Pufahl v. Estate of Parks, 299 U.S. 217 (1936)
Pufahl v. Estate of Parks
No. 18
Argued October 15, 1936
Decided December 7, 1936
299 U.S. 217
CERTIORARI TO THE APPELLATE COURT,
FIRST DISTRICT, OF ILLINOIS
Syllabus
1. Section 66, Title 12 U.S.C., declares that a person holding stock in a national banking association as executor shall not be personally subject to any liability as stockholder, but that the estate and funds in his hands shall be liable in like manner and to the same extent as the testator would be if living and competent to act and hold the stock in his own name. Held that the purpose of the latter clause is to make plain that, although the executor is exonerated personally, the estate is not; but the statute evinces no intent to prefer the assessments of stockholders’ liability over other claims against the estate, or to exempt the receiver of the bank, in the collection of assessments, from pursuing the remedy prescribed by the local law for the collection of like claims. P. 222.

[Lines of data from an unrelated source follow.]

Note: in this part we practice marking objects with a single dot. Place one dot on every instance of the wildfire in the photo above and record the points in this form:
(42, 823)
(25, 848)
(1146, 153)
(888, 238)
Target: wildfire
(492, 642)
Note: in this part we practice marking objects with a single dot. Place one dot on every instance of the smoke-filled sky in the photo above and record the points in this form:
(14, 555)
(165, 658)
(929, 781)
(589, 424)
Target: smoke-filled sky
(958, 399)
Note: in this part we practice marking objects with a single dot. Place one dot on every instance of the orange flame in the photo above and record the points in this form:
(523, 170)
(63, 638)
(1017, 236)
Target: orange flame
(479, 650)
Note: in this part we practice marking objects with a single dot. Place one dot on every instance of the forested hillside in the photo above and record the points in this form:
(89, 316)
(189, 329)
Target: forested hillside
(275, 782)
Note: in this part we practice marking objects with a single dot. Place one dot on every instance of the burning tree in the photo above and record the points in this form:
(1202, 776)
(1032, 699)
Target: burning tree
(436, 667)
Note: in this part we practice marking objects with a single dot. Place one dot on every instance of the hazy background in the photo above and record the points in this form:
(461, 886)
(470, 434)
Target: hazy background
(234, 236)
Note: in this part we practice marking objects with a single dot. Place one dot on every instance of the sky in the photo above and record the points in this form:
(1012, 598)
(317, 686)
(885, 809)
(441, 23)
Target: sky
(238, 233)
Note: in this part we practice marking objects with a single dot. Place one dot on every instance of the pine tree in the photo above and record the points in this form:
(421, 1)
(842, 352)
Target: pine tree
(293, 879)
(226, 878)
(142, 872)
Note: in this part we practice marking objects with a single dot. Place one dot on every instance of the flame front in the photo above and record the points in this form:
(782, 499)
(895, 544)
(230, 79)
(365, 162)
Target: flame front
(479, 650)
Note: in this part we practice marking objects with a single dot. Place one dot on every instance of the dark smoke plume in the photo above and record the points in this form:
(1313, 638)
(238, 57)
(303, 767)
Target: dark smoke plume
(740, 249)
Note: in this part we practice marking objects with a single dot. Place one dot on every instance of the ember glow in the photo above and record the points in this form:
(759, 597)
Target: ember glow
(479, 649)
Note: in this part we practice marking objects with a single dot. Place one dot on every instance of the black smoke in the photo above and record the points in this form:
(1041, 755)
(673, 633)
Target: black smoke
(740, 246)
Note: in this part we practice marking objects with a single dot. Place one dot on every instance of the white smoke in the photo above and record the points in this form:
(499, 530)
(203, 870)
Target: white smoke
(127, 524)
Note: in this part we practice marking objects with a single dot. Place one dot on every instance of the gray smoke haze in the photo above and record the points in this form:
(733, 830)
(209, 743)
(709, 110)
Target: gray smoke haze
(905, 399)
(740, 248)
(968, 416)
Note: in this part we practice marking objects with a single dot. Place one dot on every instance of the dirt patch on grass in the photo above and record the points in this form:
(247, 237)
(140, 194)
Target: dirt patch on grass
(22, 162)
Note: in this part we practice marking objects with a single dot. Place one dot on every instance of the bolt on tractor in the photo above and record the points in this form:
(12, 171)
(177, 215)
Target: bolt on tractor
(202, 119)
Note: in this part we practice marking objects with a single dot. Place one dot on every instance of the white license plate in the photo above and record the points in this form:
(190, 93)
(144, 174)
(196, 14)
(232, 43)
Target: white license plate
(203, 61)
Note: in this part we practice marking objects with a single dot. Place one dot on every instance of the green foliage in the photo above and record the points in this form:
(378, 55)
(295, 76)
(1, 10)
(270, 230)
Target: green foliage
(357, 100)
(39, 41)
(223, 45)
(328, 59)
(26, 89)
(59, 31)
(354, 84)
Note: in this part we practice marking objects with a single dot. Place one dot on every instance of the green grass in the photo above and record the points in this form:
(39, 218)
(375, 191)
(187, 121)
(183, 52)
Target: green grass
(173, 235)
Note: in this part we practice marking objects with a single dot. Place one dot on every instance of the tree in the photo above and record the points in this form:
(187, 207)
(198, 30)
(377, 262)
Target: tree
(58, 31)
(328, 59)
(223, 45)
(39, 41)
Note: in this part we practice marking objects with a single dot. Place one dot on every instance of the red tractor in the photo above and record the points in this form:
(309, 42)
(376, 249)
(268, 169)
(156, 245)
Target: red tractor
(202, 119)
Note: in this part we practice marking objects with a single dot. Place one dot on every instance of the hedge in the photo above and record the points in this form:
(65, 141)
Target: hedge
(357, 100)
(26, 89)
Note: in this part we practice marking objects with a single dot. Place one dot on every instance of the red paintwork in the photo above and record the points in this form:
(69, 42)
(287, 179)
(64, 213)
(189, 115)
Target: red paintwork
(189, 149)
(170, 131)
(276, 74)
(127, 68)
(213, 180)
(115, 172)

2. Section 64, Title 12 U.S.C., imposes no lien for the amount of an assessment against a living stockholder, and § 66 imposes none against the estate of a deceased stockholder. P. 224.
3. The statute creates an unsecured and unpreferred claim against a decedent’s estate. Where the assessment has been made in the decedent’s lifetime, an accrued and provable debt exists against his estate; if made after his death, a claim against the funds and assets of the estate accrues as of the date of assessment. P. 224.
4. The receiver of the bank may enforce his claim based on the assessment only in conformity to the law of the forum governing recovery of debts of like nature. If he elect to proceed in a federal court, the judgment or decree will determine the validity and amount of the claim; but if payment is desired from assets under the control of a state probate court, the marshaling of the claim with others, its priority, if any, in distribution, and all similar questions, are for the probate court upon presentation to it of the judgment or decree of the federal court. P. 225.
5. If the receiver prosecute his claim in a state court, the litigation will be governed (at least in the absence of federal legislation to the contrary) by the common and statutory law of the State. P. 226.
6. If the State does not discriminate against the receiver’s claim, in favor of others of equal dignity and like character, there is no warrant for exempting the claim from the effect of local statutes governing procedure or limiting the time for prosecution of action. P. 227.
7. By the law of Illinois, claims against a decedent’s estate, not exhibited to the court within one year from the granting of letters, are barred as to property and estate of the deceased which has been inventoried or accounted for by the executor or administrator, and claims may not be proved while they remain contingent; but opportunity is allowed to collect claims not presented within the year from assets subsequently discovered, whether the failure to present them earlier was due to negligence or to their contingent character, and if the claim is contingent, and the liability of the estate does not become absolute until after the expiration of the year, the creditor may recover from the distributees to the extent of the assets received by them respectively.
Held that a claim of a national bank’s receiver against a decedent’s estate, based upon an assessment of shares, was not entitled to satisfaction out of assets inventoried within one year after the granting of letters testamentary, where the insolvency of the bank, the levying of the assessment and the presentation of the claim to the Illinois probate court, all occurred after that year had expired. P. 227.
283 Ill.App. 95 affirmed.
Certiorari, 298 U.S. 649, to review a judgment affirming the rejection, by the Probate Court and by the Circuit Court of Cook County, Illinois, of a claim by the receiver of a national bank. The judgment here under review was not reviewable by the Supreme Court of Illinois, for want of a "certificate of importance."